A medida que los inmigrantes recientes se mueven desde los centros poblados más tradicionales hacia nuevos hogares en el centro de los Estados Unidos trayendo consigo sus familias, o casándose con personas de distintas etnias, y estableciéndose en pueblos con baja densidad de latinos, la relación siempre resbaladiza entre desplazamiento y retención de proyectos culturales coherentes se torna más rico, más complicado y más tenso.
Miremos más de cerca fenómenos populares como la casita o como la experiencia sugerida por el cuento de Porfirio, para abrir la discusión sobre tipos específicos de objetos culturales altamente codificados, restos de hogar, de la cultura de origen, que sirven para definir y anclar estas identidades cambiantes de manera significativa. El cruce de la línea arbitraria hacia los Estados Unidos tiene un efecto profundo. Marca y da forma al individuo de manera importante, algunas veces traumática, generalmente nostálgica, y frecuentemente (aunque no siempre) acompañada de duelo. La mayoría de veces, señala a la vez un despojamiento y una condensación de la identidad, compensada con una condensación de afecto alrededor de unos cuantos restos culturales extremadamente cargados.

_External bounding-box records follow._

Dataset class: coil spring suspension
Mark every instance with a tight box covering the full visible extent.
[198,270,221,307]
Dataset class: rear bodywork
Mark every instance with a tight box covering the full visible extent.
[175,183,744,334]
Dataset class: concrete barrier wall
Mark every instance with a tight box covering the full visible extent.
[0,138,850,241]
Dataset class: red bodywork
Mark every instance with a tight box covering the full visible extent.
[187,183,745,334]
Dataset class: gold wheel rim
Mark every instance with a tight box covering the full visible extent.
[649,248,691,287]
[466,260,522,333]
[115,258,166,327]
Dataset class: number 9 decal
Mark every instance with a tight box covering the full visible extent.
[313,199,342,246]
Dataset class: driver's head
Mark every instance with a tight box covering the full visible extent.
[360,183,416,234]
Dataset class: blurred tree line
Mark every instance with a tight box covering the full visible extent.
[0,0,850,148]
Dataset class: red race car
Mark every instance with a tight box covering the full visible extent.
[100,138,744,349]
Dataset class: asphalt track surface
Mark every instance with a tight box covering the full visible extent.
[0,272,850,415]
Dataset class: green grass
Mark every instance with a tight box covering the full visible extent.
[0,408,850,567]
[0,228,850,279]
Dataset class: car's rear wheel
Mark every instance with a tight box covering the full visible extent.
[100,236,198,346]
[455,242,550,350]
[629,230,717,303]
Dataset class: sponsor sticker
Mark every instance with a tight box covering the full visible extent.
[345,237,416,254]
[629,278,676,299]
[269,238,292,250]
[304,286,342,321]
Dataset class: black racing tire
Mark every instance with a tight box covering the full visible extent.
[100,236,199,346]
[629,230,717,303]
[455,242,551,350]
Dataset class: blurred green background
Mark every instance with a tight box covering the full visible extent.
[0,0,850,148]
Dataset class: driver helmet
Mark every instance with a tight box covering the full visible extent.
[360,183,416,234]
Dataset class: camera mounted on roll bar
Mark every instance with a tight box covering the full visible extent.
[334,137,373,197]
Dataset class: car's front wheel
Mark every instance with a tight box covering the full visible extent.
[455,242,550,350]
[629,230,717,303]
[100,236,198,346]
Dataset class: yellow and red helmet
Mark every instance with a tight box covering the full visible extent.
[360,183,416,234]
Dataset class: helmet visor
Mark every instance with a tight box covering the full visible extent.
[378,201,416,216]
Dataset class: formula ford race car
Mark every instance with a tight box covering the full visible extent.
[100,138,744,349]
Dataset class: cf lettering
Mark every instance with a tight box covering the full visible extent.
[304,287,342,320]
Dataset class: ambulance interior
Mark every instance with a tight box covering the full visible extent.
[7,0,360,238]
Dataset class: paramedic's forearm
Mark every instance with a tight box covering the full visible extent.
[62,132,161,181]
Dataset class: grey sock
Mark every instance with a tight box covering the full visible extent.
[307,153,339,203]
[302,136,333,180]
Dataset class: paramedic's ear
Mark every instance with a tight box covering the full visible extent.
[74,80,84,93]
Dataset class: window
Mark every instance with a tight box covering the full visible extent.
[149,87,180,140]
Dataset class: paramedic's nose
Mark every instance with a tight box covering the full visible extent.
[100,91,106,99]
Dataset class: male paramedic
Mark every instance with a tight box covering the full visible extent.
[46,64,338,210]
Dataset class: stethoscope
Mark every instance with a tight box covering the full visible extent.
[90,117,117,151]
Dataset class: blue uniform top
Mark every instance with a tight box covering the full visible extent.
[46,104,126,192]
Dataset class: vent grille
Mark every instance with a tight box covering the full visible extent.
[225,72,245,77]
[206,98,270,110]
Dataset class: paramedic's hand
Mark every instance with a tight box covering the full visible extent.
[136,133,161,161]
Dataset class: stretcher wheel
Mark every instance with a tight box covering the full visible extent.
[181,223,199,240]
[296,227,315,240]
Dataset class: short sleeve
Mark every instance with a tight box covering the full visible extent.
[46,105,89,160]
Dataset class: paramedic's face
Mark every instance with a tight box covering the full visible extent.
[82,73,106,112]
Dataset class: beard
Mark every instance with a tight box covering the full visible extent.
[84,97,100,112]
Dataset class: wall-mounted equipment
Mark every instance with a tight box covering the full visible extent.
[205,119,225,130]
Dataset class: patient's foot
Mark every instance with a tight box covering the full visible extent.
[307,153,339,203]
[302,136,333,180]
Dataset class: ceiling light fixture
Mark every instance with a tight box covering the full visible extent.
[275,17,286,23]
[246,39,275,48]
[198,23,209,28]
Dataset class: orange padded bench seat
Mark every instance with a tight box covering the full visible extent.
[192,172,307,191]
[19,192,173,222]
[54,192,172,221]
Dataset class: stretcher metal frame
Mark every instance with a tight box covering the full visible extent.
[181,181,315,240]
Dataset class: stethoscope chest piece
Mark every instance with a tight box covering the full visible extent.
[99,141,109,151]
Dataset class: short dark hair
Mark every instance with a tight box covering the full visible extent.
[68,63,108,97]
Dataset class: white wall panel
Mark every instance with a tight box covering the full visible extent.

En el nuevo territorio, la diferencia y la distancia se condensan frecuentemente en la pregunta “¿de dónde eres?”. La pregunta, el hecho de que se la haga y se la haga, además, con tanta frecuencia, incluso en su versión más inocua, pone en evidencia el supuesto de que las raíces del interlocutor se encuentran en un lugar (único), la patria, la tierra que no es esta tierra, y que la identificación con dicho lugar nos informará sobre algo importante respecto de esa persona. En La guagua aérea, el texto clásico de Luis Rafael Sánchez acerca de cómo la migración afecta los parámetros de la identidad puertorriqueña, la pregunta “¿de dónde es usted?” aparece repetidas veces. Un pasajero inicia con dicha interrogación una conversación con el narrador. Luego de aclararle que viene de la ciudad de Humacao, el narrador procede a hacerle la misma pregunta a su vecina:
Me contesta –de Puerto Rico. Lo que me obliga a decirle, razonablemente espiritista –eso lo ve hasta un ciego. Como me insatisface la malicia inocente que le abunda el mirar… añado, pero, ¿de qué pueblo de Puerto Rico? Con una naturalidad que asusta, equivalente la sonrisa a la más triunfal de las marchas, la vecina del asiento me contesta –de Nueva York (21).
El intercambio humorístico de Sánchez juega con las expectativas respecto de homologías en el lenguaje, la cultura y el propio lugar de origen. El “triunfo” de la mujer, su habilidad para sorprender al puertorriqueño nacido en Puerto Rico con una respuesta inesperada, recuerda al lector que el “guagua” de la ruta San Juan –Nueva York vuela en ambas direcciones, expandiendo así su comprensión de la comunidad puertorriqueña.
Hasta cierto punto, entonces, el nudo afectivo sugerido por el hogar original permanece sin ser cuestionado por la categoría de origen nacional, incluso cuando el origen nacional es la respuesta más esperada. Lo que esta interrogante enfatiza para nosotros no es, entonces, una relación intrínseca con el Estado, sino más bien la manera cómo se generan lugares con referencia a la relación de semejanza y diferencia. “¿De dónde es usted?” en el texto de Sánchez es una estrategia conversacional que supone la apertura del diálogo entre compatriotas que comparten la experiencia de dislocación y migración circular.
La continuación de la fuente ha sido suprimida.